Tuesday, January 13, 2009

Philo’s Wager (or Why Bayesian reasoning is the Devil's logic)



"That's the devil's logic!"

Archdeacon to King's Chief Justice, Frollo
The Hunchback of Notre Dame (1939 script)
when Frollo admits his guilt, but says Esmeralda should hang anyway
since she used witchcraft to bewitch him




Bayesian reasoning is a variation of begging the question. It is mathematically "sound", but to what end?

Stephen Senn, Professor, Dept. of Statistics, University of Glasgow makes the following points:
The Myth of Objective Bayes

• Bayesian analysis cannot be a means of recovering the truth
• It is a means of recovering your truth
• What do you believe?
• This must be specified in your prior
• Remember it is impossible for another Bayesian to use your posterior distribution as input to his or her Bayesian analysis.
• He or she would be better off with a frequentist summary

(from "Is Ignoranace Bliss?" [PDF])

A generous attempt at reconciliation was made by David Freedman (1938–2008), who grew more wary of Bayesianism in his life:
My own experience suggests that neither decision-makers nor their statisticians do in fact have prior probabilities. A large part of Bayesian statistics is about what you would do if you had a prior. For the rest, statisticians make up priors that are mathematically convenient or attractive. Once used, priors become familiar; therefore, they come to be accepted as ‘natural’ and are liable to be used again; such priors may eventually generate their own technical literature … Similarly, a large part of [frequentist] statistics is about what you would do if you had a model; and all of us spend enormous amounts of energy finding out what would happen if the data kept pouring in. (Freedman, D.A., 1995)
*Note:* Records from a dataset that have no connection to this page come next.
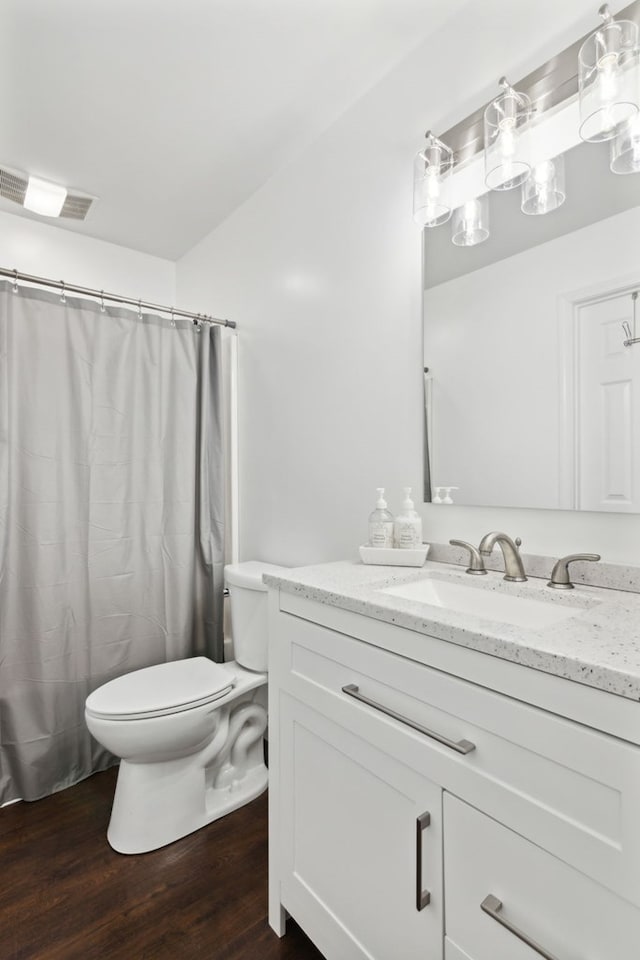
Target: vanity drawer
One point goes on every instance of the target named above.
(568, 788)
(568, 915)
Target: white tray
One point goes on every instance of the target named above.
(394, 556)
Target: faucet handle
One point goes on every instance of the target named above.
(476, 563)
(560, 579)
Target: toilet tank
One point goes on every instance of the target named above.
(248, 596)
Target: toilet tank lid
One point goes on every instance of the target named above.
(249, 574)
(164, 687)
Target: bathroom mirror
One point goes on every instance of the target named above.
(531, 398)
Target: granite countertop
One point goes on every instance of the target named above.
(598, 645)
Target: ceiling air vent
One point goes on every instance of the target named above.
(13, 186)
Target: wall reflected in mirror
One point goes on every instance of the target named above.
(531, 398)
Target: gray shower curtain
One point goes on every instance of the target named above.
(111, 517)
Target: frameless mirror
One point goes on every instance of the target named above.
(531, 397)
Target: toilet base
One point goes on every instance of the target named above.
(158, 803)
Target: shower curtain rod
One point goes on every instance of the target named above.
(63, 287)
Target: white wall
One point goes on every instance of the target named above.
(322, 271)
(493, 346)
(44, 250)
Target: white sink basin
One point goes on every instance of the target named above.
(483, 602)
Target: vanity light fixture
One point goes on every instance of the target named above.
(608, 77)
(505, 155)
(625, 147)
(543, 191)
(470, 223)
(630, 331)
(431, 183)
(44, 197)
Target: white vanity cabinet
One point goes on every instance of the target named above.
(361, 842)
(413, 781)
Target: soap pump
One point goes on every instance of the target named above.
(407, 528)
(381, 523)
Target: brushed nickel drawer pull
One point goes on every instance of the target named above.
(493, 906)
(460, 746)
(423, 897)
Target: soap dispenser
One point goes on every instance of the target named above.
(407, 528)
(381, 523)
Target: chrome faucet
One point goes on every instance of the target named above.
(513, 568)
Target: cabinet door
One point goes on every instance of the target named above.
(361, 843)
(509, 900)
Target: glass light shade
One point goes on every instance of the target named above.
(625, 147)
(44, 197)
(506, 163)
(544, 189)
(608, 78)
(431, 183)
(470, 223)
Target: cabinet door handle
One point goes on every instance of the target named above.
(493, 906)
(460, 746)
(423, 897)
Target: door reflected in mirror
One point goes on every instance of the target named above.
(531, 397)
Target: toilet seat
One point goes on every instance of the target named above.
(160, 690)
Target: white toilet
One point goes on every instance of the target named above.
(189, 732)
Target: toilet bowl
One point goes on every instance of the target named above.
(189, 732)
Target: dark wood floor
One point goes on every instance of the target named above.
(66, 895)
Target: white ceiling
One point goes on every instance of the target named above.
(173, 113)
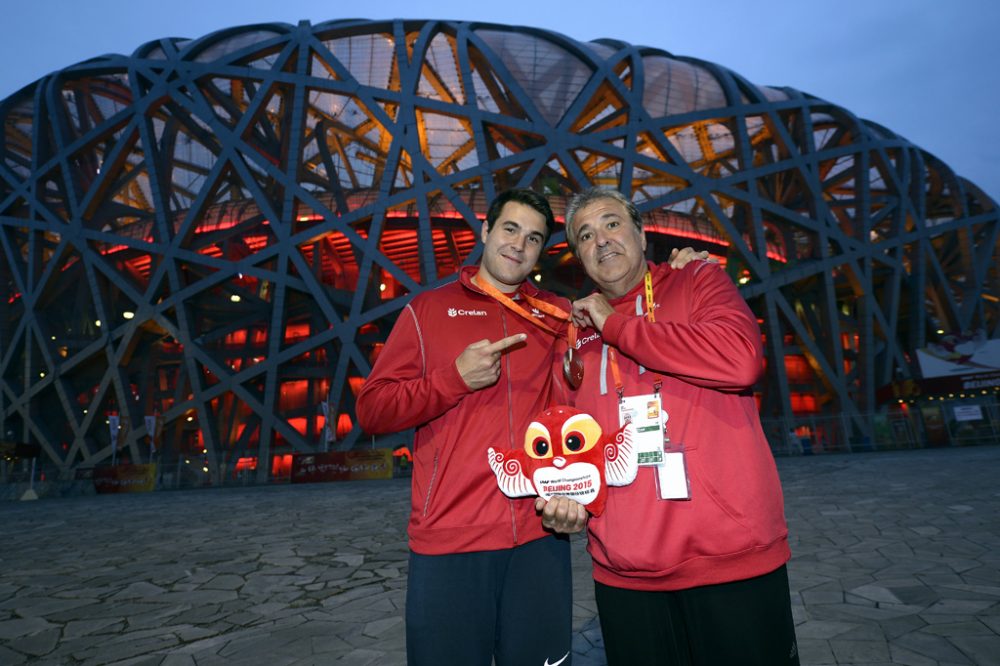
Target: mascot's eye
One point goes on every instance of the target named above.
(574, 442)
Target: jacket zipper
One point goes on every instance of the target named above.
(430, 486)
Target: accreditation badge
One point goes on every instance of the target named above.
(645, 413)
(654, 448)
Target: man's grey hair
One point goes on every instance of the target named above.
(593, 195)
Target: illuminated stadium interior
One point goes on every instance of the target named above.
(220, 232)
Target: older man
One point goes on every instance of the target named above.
(689, 560)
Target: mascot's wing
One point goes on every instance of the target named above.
(510, 474)
(621, 460)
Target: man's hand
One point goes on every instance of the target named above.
(591, 311)
(562, 515)
(479, 364)
(680, 258)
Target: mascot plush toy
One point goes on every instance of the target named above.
(566, 453)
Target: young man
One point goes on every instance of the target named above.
(486, 580)
(689, 560)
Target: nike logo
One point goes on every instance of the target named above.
(556, 663)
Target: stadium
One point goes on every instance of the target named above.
(205, 243)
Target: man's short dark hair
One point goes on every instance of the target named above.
(529, 198)
(587, 197)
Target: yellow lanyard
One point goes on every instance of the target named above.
(613, 356)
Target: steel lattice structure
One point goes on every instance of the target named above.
(222, 230)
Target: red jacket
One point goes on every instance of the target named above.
(456, 505)
(706, 346)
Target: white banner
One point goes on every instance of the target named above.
(960, 355)
(114, 425)
(968, 413)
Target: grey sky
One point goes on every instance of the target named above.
(928, 70)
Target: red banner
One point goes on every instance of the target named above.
(125, 479)
(342, 465)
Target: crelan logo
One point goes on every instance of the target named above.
(456, 312)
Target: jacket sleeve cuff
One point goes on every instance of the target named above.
(452, 384)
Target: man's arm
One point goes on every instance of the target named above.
(402, 393)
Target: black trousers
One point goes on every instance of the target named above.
(504, 607)
(745, 623)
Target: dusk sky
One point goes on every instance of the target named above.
(927, 70)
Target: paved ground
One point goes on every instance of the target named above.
(896, 561)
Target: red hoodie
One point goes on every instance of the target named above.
(706, 346)
(455, 503)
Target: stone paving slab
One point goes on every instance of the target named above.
(896, 560)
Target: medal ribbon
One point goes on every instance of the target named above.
(554, 311)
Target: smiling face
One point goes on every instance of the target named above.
(511, 249)
(610, 246)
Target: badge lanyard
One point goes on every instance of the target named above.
(650, 419)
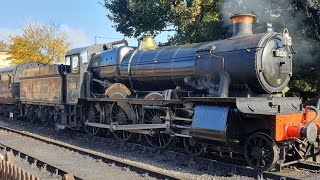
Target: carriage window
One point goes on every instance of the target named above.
(67, 62)
(84, 58)
(75, 64)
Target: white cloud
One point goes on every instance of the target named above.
(77, 36)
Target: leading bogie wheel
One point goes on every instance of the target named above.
(261, 152)
(120, 115)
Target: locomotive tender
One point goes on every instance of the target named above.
(215, 96)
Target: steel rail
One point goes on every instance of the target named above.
(39, 163)
(137, 167)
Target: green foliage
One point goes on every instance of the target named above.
(192, 20)
(42, 43)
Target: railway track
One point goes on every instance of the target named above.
(35, 162)
(145, 171)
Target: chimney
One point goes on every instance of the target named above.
(242, 25)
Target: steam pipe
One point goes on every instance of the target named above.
(224, 84)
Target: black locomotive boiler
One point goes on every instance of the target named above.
(260, 64)
(217, 96)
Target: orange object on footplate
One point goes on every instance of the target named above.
(289, 126)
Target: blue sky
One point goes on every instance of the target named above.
(82, 19)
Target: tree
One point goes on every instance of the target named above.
(39, 42)
(3, 46)
(192, 20)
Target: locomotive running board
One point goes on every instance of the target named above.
(127, 127)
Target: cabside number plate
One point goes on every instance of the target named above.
(280, 53)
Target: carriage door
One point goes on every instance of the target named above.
(72, 80)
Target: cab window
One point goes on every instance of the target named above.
(75, 64)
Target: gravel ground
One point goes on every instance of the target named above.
(71, 162)
(187, 169)
(25, 165)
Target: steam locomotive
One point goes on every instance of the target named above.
(216, 96)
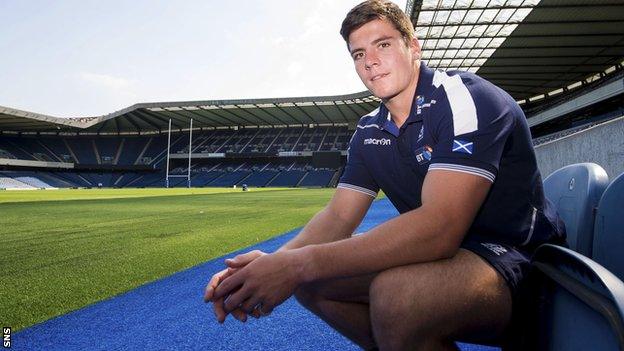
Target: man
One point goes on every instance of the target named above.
(453, 153)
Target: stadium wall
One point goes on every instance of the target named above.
(602, 144)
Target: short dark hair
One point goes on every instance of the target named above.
(377, 9)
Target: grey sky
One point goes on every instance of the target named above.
(71, 58)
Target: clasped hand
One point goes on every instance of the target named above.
(253, 284)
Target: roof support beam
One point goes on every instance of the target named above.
(270, 114)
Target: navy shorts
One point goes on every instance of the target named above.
(513, 264)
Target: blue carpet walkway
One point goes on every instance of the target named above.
(169, 314)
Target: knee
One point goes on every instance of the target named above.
(385, 303)
(307, 295)
(394, 310)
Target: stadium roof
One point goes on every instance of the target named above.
(533, 49)
(527, 47)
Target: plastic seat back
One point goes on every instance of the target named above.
(581, 303)
(609, 230)
(575, 190)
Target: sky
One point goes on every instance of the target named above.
(76, 58)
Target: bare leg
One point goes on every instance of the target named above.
(343, 304)
(426, 306)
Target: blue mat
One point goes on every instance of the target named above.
(169, 314)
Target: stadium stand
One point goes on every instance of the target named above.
(14, 184)
(575, 190)
(34, 182)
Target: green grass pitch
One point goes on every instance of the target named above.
(65, 249)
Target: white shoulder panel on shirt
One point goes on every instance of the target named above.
(462, 105)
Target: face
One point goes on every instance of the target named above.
(383, 60)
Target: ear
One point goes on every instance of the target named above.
(415, 48)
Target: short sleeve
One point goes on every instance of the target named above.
(471, 128)
(356, 175)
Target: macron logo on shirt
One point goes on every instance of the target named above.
(383, 141)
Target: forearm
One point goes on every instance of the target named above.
(394, 243)
(324, 227)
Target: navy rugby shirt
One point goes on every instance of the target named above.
(458, 122)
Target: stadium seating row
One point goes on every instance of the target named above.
(150, 150)
(579, 293)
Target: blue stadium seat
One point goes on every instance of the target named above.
(580, 305)
(609, 229)
(575, 190)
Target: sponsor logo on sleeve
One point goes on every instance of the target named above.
(463, 146)
(421, 133)
(382, 141)
(495, 248)
(423, 154)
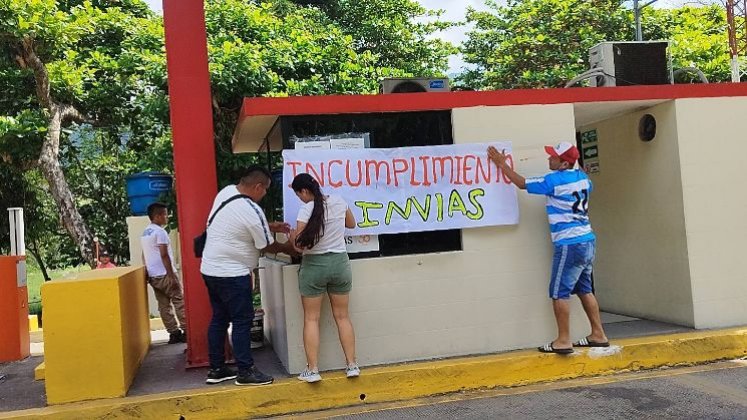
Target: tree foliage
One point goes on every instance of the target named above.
(401, 33)
(545, 43)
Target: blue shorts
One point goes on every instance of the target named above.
(571, 270)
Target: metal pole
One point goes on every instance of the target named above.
(637, 14)
(17, 233)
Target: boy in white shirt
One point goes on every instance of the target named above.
(159, 264)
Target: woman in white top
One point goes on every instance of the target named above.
(325, 267)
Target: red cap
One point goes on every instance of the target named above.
(564, 151)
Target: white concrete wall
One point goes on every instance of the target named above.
(713, 150)
(491, 296)
(636, 209)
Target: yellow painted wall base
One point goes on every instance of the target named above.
(33, 323)
(96, 333)
(39, 372)
(412, 380)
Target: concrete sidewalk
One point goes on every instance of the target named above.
(411, 380)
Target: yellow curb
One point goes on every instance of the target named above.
(33, 323)
(37, 336)
(39, 372)
(412, 380)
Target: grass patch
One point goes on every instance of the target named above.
(34, 280)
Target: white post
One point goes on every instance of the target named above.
(735, 69)
(17, 234)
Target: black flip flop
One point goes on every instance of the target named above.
(548, 348)
(585, 342)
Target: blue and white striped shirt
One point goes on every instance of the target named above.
(567, 204)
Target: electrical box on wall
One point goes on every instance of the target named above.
(415, 84)
(631, 63)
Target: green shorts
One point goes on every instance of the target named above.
(328, 272)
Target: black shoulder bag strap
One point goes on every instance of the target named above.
(223, 204)
(199, 242)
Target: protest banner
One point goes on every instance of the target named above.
(409, 189)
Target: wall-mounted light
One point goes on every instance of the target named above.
(647, 127)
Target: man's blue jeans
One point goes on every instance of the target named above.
(231, 299)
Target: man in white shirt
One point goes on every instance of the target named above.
(159, 265)
(237, 234)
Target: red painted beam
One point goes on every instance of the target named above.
(408, 102)
(194, 154)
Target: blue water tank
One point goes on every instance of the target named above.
(144, 188)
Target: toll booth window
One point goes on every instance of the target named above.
(387, 130)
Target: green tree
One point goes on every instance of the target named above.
(71, 67)
(538, 43)
(698, 38)
(545, 43)
(106, 60)
(278, 50)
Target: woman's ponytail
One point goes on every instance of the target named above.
(314, 229)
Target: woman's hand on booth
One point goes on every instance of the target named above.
(279, 227)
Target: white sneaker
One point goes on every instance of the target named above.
(310, 376)
(352, 371)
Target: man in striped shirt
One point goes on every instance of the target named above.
(567, 190)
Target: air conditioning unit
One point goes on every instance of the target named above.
(631, 63)
(415, 84)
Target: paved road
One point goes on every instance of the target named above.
(716, 391)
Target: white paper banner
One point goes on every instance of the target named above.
(409, 189)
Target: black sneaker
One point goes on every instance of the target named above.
(177, 337)
(253, 377)
(219, 375)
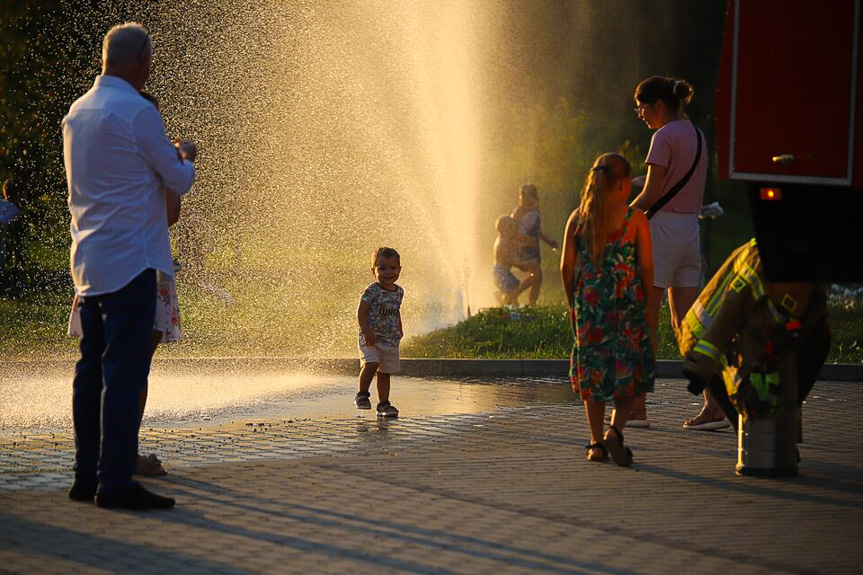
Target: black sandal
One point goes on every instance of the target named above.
(592, 446)
(620, 454)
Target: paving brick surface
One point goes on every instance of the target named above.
(501, 491)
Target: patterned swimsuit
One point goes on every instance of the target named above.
(612, 356)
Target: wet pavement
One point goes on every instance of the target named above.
(480, 486)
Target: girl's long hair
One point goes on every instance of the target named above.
(606, 174)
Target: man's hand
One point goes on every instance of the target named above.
(188, 150)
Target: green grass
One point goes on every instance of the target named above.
(544, 332)
(256, 325)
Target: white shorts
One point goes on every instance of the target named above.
(387, 357)
(676, 246)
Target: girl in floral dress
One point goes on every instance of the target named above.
(605, 266)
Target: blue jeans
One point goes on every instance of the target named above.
(116, 350)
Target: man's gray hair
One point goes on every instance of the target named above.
(126, 44)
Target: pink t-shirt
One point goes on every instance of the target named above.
(673, 147)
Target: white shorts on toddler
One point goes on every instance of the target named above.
(676, 245)
(387, 357)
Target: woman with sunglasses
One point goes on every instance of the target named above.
(672, 196)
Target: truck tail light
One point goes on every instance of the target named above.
(770, 194)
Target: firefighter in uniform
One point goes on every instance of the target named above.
(740, 328)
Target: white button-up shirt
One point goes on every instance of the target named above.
(119, 164)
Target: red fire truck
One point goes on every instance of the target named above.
(789, 118)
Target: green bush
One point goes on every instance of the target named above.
(544, 333)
Bayesian reasoning is popular with Christian apologists who attempt to put on a defense of "intelligent design" (see Brandon Fitelson's "Plantinga’s Probability Arguments Against Evolutionary Naturalism" [PDF]) or "Pascal's Wager" (see The Value of Life in Brownies and Milk in THE CONFABULUM). Then there is
"Philo"’s Wager

Choose atheism.

Argument: Atheism is the only rational belief, given that there is no evidence for God. And it seems reasonable to assume that if a rational god exists, then that god would only want rational people around him in Heaven. So only atheists (perhaps not all, there may be other considerations) will go to Heaven, if there is a heaven.


But it still remains, a la the archdeacon to Frollo:

      Bayesian reasoning is the Devil’s logic.


(see also Error and the Growth of Experimental Knowledge by Deborah G. Mayo, University of Chicago Press, 1996 [Google Books])


Update

Today: I discovered The Hunchback of Notre Dame (1939) will be on Turner Classic Movies this evening opposite the premiere of the 8th American Idol on FOX. (Pure happenstance. What were the odds?)

____________
From a rebuttal to my wager on THE CONFABULUM:


After all, your claim that there is “no evidence for God” is contradicted by the billions of people that believe that there is clear and reasonable evidence for God.


No comment.


It’s like a blind mind trying to claim that because he can’t see colors — he has no evidence for color! — that, ergo, color doesn’t exist.


Democritus (fragment 9, Sextus, adv. math. vii, 135):

"By convention there is sweet, by convention there is bitterness, by convention hot and cold, by convention color; but in reality there are only atoms and the void."